What can you use to tell werewolves apart from just regular old people? What are the physical telltale signs on a werewolf? How do you identify a werewolf while they’re in human form, anyway?
The answer is–
That’s right, all those things you hear about on the internet are complete and total garbage.
Werewolves DO NOT have hairy palms, a unibrow, excess body hair, curved fingernails, a “swinging stride,” and whatever other silliness you’ve heard across random internet articles, Wikipedia, or in certain unsourced books.
People with “brows that meet in the middle” were often generally considered dangerous and devilish in general, which probably helped get that tacked onto werewolves in particular. Wow – werewolves are dangerous, who knew? Someone tell that to game designers today.
I’ve tried very hard, time and again, to figure out where people got these ideas from. I just can’t find them. The only things I’ve ever found after some long, hard searching is a pair of books from the 1960s, one of which is film criticism and the other is a collection of short stories. Neither of them are actual sources on folklore. I’ve found one other written in the early 1900s, but still no actual sources there to convince me it has roots in folklore relating to specifically werewolves.

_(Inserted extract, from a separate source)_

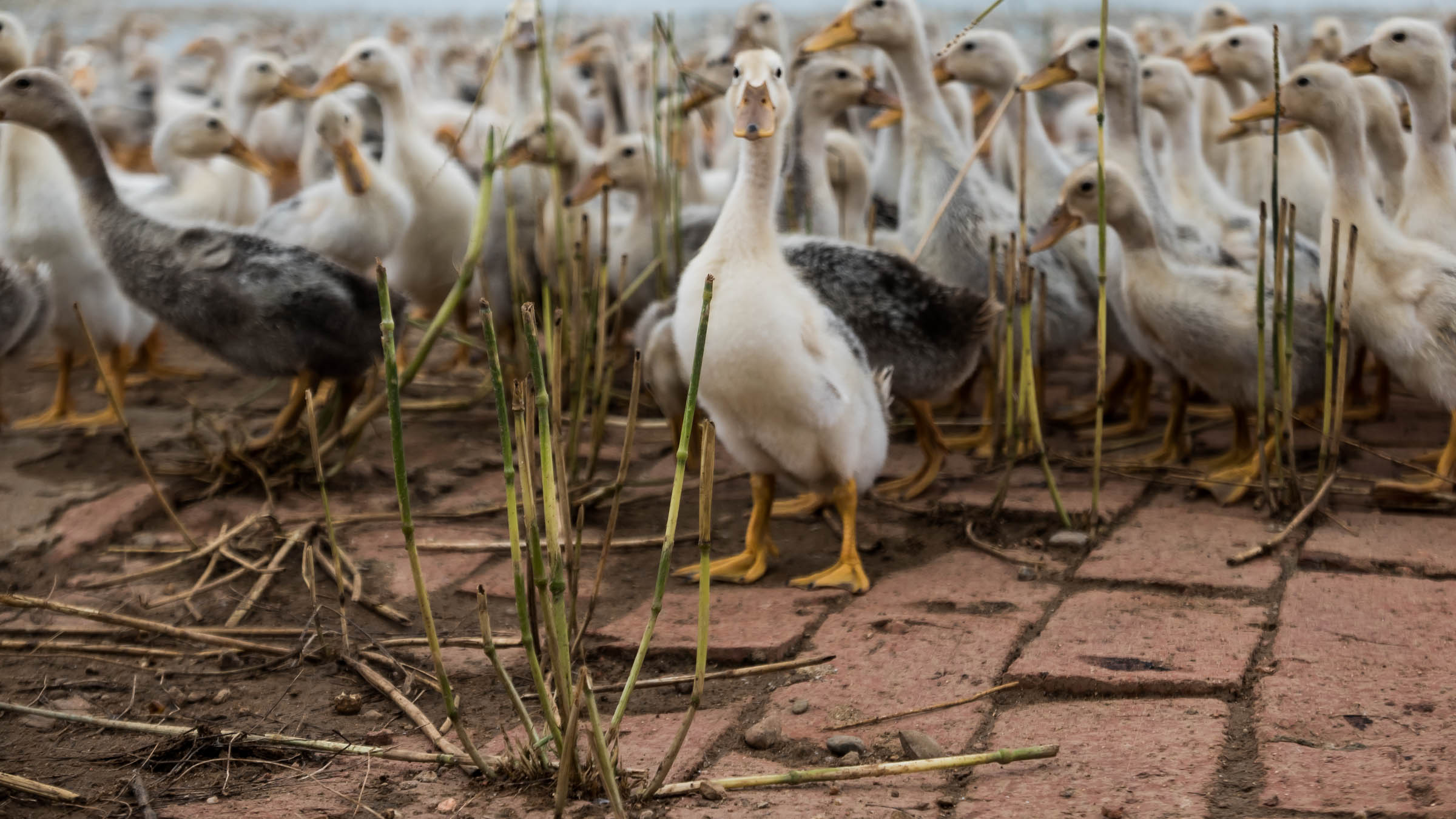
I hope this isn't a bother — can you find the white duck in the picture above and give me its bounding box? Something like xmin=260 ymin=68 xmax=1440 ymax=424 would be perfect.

All that stuff is just more examples of how things get spread without a source and become “common knowledge” even though it’s all completely made up by people writing their own fiction. It’s extremely likely, given that, that no one at any point in the history of real-life werewolf beliefs actually freaked out when they saw a guy with a unibrow. But, regardless, we get plenty of media today using these incredibly silly ideas and taking them to heart.
Some of it may have originated from Bram Stoker’s Dracula, in which Dracula himself exhibits “brows that meet in the center” and hairy palms. Yes, even though Dracula is a vampire. The line between werewolves and vampires is quite thoroughly blurred in Eastern Europe – pretty often, in fact. And, if anything, some of these telltale physical traits may have been more often associated with vampires.
The idea of hairy palms was also considered a kind of punishment for… Well, you know. And it didn’t really have a gosh darn thing to do with werewolves, so please don’t ask me where people got that from.
All in all, this sort of thing probably stemmed from atavism, which is technically defined as the reappearance of a genetic trait that has not appeared for many generations. But when it comes to study, atavism can also refer to the study of man regressing back to a more animalistic state. Think of it as, essentially, the opposite of evolution. Atavism (and in particular a study of the human skull, with a focus on studying the skulls of criminals, since anyone who committed a crime was generally considered atavistic) was popular during the Early Modern period, which is the same time when people were getting obsessed with “explaining” folklore and myth.
Signs of atavism included animalistic and caveman/prehuman-esque traits, which could include things like unibrows and other physical deformities that pop culture has since linked to werewolves.
There were, at various points, some ideas behind how to tell a werewolf based on medical beliefs, but these can’t be considered folklore, as their propagators weren’t people who actually believed in werewolves. These were people in the Early Modern period trying to scientifically explain the phenomena of people believing in werewolves at all, like Robert Burton. Such ideas included rabies (almost certainly where we get the “werewolf bite” pop culture from), porphyria (I never for the life of me understood why they picked this), melancholy (such scientific studies were referenced in Duchess of Malfy), and more. Oh, and of course just straight-up insanity.
At any rate, the real takeaway here is very simple.
If you’re going by folklore/actual historical werewolf beliefs, werewolves in human form have no outward signs of being a werewolf.
No dog smells, no weird physical features, no making weird noises… Heck, you could be a werewolf right now and not even realize it. Maybe you are. That’d be awesome, right?